December 18, 2020 blog-post general-interest christmas holidays artificial-intelligence data-visualization nlp topic-modeling dimensionality-reduction transformers

It’s that time of the year again! As is now tradition, the Thinking Machines team challenged ourselves to use our artificial intelligence and data visualization expertise to bring you some holiday cheer through a fun side project.

In the past, we’ve come up with a snowflake generator, trained an AI to generate a unique artwork in the style of famous artists, and used geospatial data to create parol-inspired holiday cards. With this year being tough for everyone, we definitely didn’t want to miss the chance to make something special for our friends and partners at Thinking Machines. This year, we decided to highlight Natural Language Processing (NLP) and data visualization in the newest addition to our holiday card generators, the AI Holiday Greeter!

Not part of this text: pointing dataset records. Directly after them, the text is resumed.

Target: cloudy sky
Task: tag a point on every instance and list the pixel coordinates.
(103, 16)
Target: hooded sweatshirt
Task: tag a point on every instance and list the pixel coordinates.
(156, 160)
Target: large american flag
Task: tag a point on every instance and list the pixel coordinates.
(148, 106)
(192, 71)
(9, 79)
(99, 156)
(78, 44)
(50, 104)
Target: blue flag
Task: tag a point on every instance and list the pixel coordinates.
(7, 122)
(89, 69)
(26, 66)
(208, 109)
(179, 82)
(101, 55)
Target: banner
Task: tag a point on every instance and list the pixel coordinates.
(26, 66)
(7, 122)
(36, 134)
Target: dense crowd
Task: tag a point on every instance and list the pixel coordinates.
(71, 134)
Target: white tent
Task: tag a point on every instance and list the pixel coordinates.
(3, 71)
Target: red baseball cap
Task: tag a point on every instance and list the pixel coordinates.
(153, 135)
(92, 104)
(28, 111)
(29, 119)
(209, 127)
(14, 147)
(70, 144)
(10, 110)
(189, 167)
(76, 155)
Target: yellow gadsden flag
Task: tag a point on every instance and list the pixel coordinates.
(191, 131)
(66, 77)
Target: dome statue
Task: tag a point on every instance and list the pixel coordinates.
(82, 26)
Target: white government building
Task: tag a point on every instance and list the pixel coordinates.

Enjoy a bokeh christmas lights visualization of what people are saying about the holidays in 2020 and a series of AI-generated holiday greetings as you make your own holiday card with our AI Holiday Greeter below. Add in your personal message and voila! Your very own digital holiday card is good to share to your friends and family.

More interested in how we came up with this? Scroll down for the details!


Step 1: Coming up with topic clusters

What better way to know what people are saying about the holidays than via social media listening? We scraped Twitter for tweets containing holiday-themed keywords like Christmas, pasko, and holidays; each tweet became one point in our dataset.

To help the topic modeling algorithm and keep things simple, we pre-processed the tweets by removing common stopwords (e.g. the, a, is), punctuation, mentions, and hashtags to leave just the core message.

We then turned the text into a format that topic modeling algorithms will understand -- numbers. We used a technique called TF-IDF to turn each tweet into a single vector. The vector carries information about each word’s importance based on how often it appears in the entire corpus and in the tweet.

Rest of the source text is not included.